Provided you can get this to work, it sounds far more convenient for data retrieval than opening up the case and physically removing hard drives. 

Peace...


----------



## namenotfound (Apr 30, 2005)

tomdkat said:


> Provided you can get this to work, it sounds far more convenient for data retrieval than opening up the case and physically removing hard drives.
> 
> Peace...


That is also why I love it! Plus, it's good for data transfer in general, like when I want to put a bunch of movies I have on my iMac to my MacBook Pro, I just connect my FireWire 800 cable, boot in Target Disk Mode, and transfer over 10GB in less than a minute! Something that would take hours over Wi-Fi networking or over USB. :up:


----------



## tomdkat (May 6, 2006)

namenotfound said:


> That is also why I love it! Plus, it's good for data transfer in general, like when I want to put a bunch of movies I have on my iMac to my MacBook Pro, I just connect my FireWire 800 cable, boot in Target Disk Mode, and transfer over 10GB in less than a minute! Something that would take hours over Wi-Fi networking or over USB. :up:


Interesting application of "target disk mode". Have you tried doing something like this to transfer files between a Windows box and your Mac? According to the Wikipedia article, "target disk mode" should work with Windows machines as well.

Peace...


----------



## namenotfound (Apr 30, 2005)

Yeah it works, but I dislike doing it because it just fills your Mac hard drive with the hidden Windows files (thumbs.db).

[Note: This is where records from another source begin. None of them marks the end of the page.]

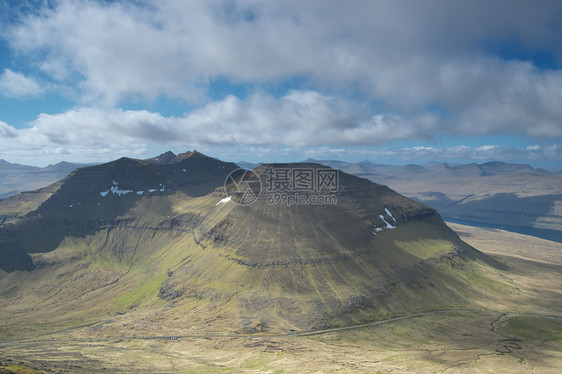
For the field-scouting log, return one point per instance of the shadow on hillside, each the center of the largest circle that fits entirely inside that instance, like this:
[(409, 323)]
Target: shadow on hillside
[(499, 209)]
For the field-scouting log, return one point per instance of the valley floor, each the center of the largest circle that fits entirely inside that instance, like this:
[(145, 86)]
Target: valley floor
[(521, 335)]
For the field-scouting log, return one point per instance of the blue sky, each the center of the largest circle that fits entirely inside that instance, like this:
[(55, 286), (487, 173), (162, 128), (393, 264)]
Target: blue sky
[(387, 81)]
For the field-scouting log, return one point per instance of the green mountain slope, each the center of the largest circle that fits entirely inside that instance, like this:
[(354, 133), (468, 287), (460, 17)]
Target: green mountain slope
[(184, 258)]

Although you can transfer files back and forth between Mac and Windows via target disk mode, the Mac is the one that has to be in Target Disk Mode. So if it's a Windows machine that you can't boot into, and you want to put it in target disk mode so you can retrieve the date via a Mac, you can't.


----------



## tomdkat (May 6, 2006)

namenotfound said:


> Yeah it works, but I dislike doing it because it just fills your Mac hard drive with the hidden Windows files (thumbs.db).


Gotcha.



> Although you can transfer files back and forth between Mac and Windows via target disk mode, the Mac is the one that has to be in Target Disk Mode. So if it's a Windows machine that you can't boot into, and you want to put it in target disk mode so you can retrieve the date via a Mac, you can't.


Yeah, I figured this would be the case but wondered if you had actually used this function to transfer data between your Mac and your Windows box. 

Thanks!

Peace...


----------



## JohnWill (Oct 19, 2002)

BIOS by another name.


----------



## tomdkat (May 6, 2006)

Well, if we're gonna go that route we'll have to call is "SuperBIOS" or something. 

Reading a bit more on EFI, it sounds really cool. It doesn't have some of the limitations of current/traditional BIOS-based system have.

Peace...


----------



## JohnWill (Oct 19, 2002)

It really is a BIOS by another name, it's still firmware on the MB that boots the O/S.


----------



## tomdkat (May 6, 2006)

I don't think it is. I think it's far more than a "BIOS", at least as we've come to know it. It's in firmware on the MB that boots the OS *and* does other stuff. The more I learn about it, the more I really dig it.

I mean the "Target Disk Mode" functionality Macs have is just one example.

Peace...


----------



## namenotfound (Apr 30, 2005)

This is why I said "BIOS sucks" in my other post.

I think EFI is awesome. If for nothing else, for the fact that it loads the OS faster than BIOS does.

When I boot Windows 7 on my iMac, it loads MUCH faster than when I boot Windows 7 on my Dell. Both having the same specs with regard to processor and RAM.


----------



## JohnWill (Oct 19, 2002)

Well, there's not much to the Mac O/S, so it would boot faster. 

Time to duck and run!


----------



## tomdkat (May 6, 2006)

JohnWill said:


> Well, there's not much to the Mac O/S, so it would boot faster.


LOL You crack me up. 

Peace...


----------



## namenotfound (Apr 30, 2005)

JohnWill said:


> Well, there's not much to the Mac O/S, so it would boot faster.
> 
> Time to duck and run!


    

Somewhat amusing :up:


----------



## JohnWill (Oct 19, 2002)

I'm not saying that UEFI is a bad thing, just that it's somewhat overblown as to it's impact. It really is just a fancy BIOS, you still have to load the O/S.


----------



## tomdkat (May 6, 2006)

Hence the "SuperBIOS" name I suggested above. 

Peace...


----------



## loserOlimbs (Jun 19, 2004)

tomdkat said:


> Hence the "SuperBIOS" name I suggested above.
> 
> Peace...


I still think the UI is a step backwards. It has the same problems at a glance as OSX and KDE, too many glitzy worthless things


----------



## tomdkat (May 6, 2006)

I think the added functionality far outweighs the GUI "issues" that might exist. Besides, it's not something most will ever spend time looking at AND if they do, I'm sure they will appreciate being able to navigate the UI using their mouse instead of figuring out which keys on the keyboard to press.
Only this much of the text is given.